We just ground-broke in Panama, which is Panama City, Panama, not Panama City, Florida, Panama City, Panama, which is marketing as the Dubai of Latin America, using Copa Airlines as kind of the Emirates Airlines gold standard bring in folks, reverse medical tourism. And we're helping work with those hospitals in Panama City. We're going to ground break on another one in a very nice suburb called Costa Del Este. Again, upgrading quality, accrediting, certifying, and just helping, utilizing Johns Hopkins' administrators and clinicians who are the world's best, upgrading the clinical care, upgrading the quality, managing costs appropriately but really changing the healthcare landscape. 
So you know the Vegas commercial, "What happens in Vegas stays in Vegas," our adage is really, "What happens globally is very exciting, but it's highly relevant to what's happening within our borders." So I get to see what we're doing around the world and seeing the trends around population health in countries that-- and some of these countries I've mentioned, they're-- it's a hegemony. I mean, you can get things done through ministries of health. When the Minister of Health says, "I want to implement this software platform in this acute care setting," it's done. And it's like a mini-laboratory. And you can see the effect of using it on user interface, and physician engagement, patient engagement, outcomes, and compliance. And you can use that data for other projects in those countries, but you can also see the utility or non-utility of that data and apply those opportunities here in the States in private and public portfolio companies. So it's really exciting. It's an honor to be helping in that regard.
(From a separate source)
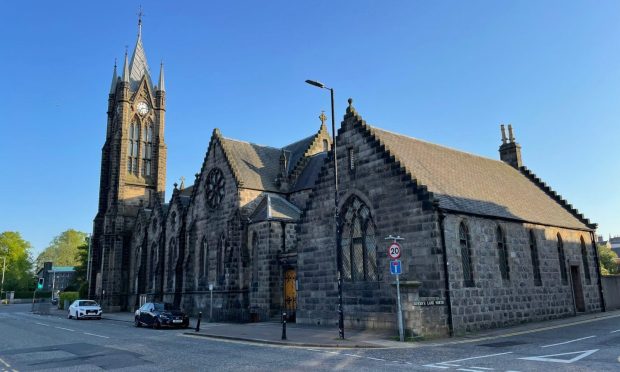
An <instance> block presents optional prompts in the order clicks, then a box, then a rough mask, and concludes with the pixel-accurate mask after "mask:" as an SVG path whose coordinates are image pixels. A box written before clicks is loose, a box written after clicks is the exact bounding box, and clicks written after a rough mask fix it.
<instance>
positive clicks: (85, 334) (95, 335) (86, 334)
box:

It was my international comment. 
And then, on the PE side though, in terms of international, what happens -and we kind of intimated this- is the fact that we grow our companies domestically and eventually there are international opportunities to move into a specific country with a specific solution, or service, or product, and grow enterprise value that way, versus us directly deploying capital in those foreign environments.
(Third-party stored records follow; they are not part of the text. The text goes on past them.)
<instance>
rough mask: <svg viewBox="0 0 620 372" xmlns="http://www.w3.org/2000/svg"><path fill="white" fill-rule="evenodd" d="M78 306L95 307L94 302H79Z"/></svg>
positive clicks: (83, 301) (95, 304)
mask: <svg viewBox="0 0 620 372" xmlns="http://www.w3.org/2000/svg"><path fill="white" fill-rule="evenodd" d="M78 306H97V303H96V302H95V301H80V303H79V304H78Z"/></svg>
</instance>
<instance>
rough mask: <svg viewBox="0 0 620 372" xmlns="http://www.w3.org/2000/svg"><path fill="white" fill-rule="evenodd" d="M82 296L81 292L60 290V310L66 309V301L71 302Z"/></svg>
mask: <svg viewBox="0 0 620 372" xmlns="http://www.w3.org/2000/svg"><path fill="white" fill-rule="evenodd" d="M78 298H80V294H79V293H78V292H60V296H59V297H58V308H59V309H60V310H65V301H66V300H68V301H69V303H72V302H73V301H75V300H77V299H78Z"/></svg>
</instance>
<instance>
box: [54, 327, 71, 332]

Ira: I just would give one comment to that that we're seeing which is - to pick up on Chris's comment - wealthy people all over the world are acting very similar. They act very similar. They buy the same brands. They stay in the same hotels. We're pretty boring. 
So when they're going to look at healthcare on a global basis- when you have a brand, like a Johns Hopkins or a Mayo Clinic or the like, they'll gravitate towards that if you brand it the right way, and we're seeing that. And we think that's a driver of some of the international deals that we're doing in places. And companies like Steward Health Care are pushing that as well. Internationally, we're seeing that.
Christopher: You see, that's a great comment, and your comment on Amazon, Amazon services. We all know if you listed all the verticals or all the sectors in the American economy that need an injection of customer service-- I mean, healthcare is great. I'm not here maligning our system. It's the best system in the world and we see this globally. We've got a lot of things we can improve on.
But the service dimension, I mean, expectations versus reality, huge opportunity. But if you can create customer service platforms-- and it's not rocket science. I mean, it's not-- this is basic blocking and tackling. 
We're in a very nice branded hotel. This hotel is known for training employees at just obsessively around customer service. Well, apply that to healthcare. You can do that internationally, you can do that domestically. So not a lot of technology necessarily there but huge opportunities to improve everybody's perspective, the provider, even the payer, and of course the patient.
Steven: Well, thank you gentlemen for this fantastic discussion. You've given us great insight to how you guys view the sector and how you're responding to capitalizing on innovation, and, of course, the right dose of risk which was the original intention of the event. So thank you very much. Appreciate it.